In 1995 she performed in The Wizard of Oz in Concert: Dreams Come True a musical performance of the popular story at Lincoln Center to benefit the Children's Defense Fund. The performance was originally broadcast on Turner Network Television (TNT), and issued on CD and video in 1996.
Her 1999 album Snowfall On The Sahara marked a return to the easy adult-contemporary soul that categorized her late-1980s hits. Then for 2002's critically-praised Ask A Woman Who Knows, she turned again toward the jazz side of the spectrum, covering songs made famous by Dinah Washington, Nina Simone, and Sarah Vaughan.
In September 2006, she released Leavin', a cover album of tracks made popular by Shelby Lynne, Kate Bush, Sting, and Fiona Apple, and others. The album is a hybrid of rock, pop music, and R&B.

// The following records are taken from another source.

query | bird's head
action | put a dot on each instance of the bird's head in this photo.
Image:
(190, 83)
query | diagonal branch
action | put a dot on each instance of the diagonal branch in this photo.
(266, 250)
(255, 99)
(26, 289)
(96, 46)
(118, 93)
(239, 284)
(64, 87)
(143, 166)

Natalie's latest album Still Unforgettable was released September 9, 2008. The first single and video is another virtual duet with her father, a cover of his 1951 hit "Walkin' My Baby Back Home".
[edit] Television and film
Cole has carved out a secondary career in acting. She has also appeared several times in live concerts or other music related programs, including the 1988 Nelson Mandela 70th Birthday Tribute with sidemen Richard Campbell, Jeffrey Worrell, Eddie Cole and Dave Joyce. In 1990, she (along with jazz vocalist Al Jarreau) sang the song "Mr. President" on HBO's Comic Relief special, hosted by Whoopi Goldberg, Robin Williams and Billy Crystal. After Johnny Mathis appeared on a special of Cole's in 1980, the two kept in contact, and in 1992, he invited Cole to be a part of his television special titled "A Tribute To Nat Cole" for BBC-TV in England. It had high viewer ratings and was successful. From that project, an album with the same name was released, and featured several medley and solo numbers.
Cole has made a number of dramatic appearances on television, including guest appearances on I'll Fly Away, Touched by an Angel, and Law & Order: Special Victims Unit. In 2006, she made a memorable guest appearance on the popular ABC show Grey's Anatomy as a terminally ill patient. Her character visited Seattle Grace Hospital to have a fork removed from her neck that her husband had stabbed her with during a mishap; the couple had been having sex in public.[3]
Cole has also made several appearances in feature films, most recently in the Cole Porter biopic De-Lovely. She has appeared in several made-for-TV movies, most notably as the lead in Lily in Winter. Cole was featured on Macy Gray's album Big, singing "Finally Make Me Happy".
She also sang the national anthem with the Atlanta University Center Chorus at Super Bowl XXVIII
On December 2, 2006, Cole performed for the first time in Grand Cayman, Cayman Islands, as part of the annual Cayman Jazz Fest.[4]
On the February 5, 2007, episode of Studio 60 on the Sunset Strip, Cole sang "I Say a Little Prayer" at a benefit dinner for Harriet Hayes (Sarah Paulson).
She can also be seen in the last scene of Nas' music video for "Can't Forget About You". The song uses a sample of her father's song "Unforgettable". Cole is sitting at a piano in a cabaret-style lounge mouthing her father's song with Nas standing beside her.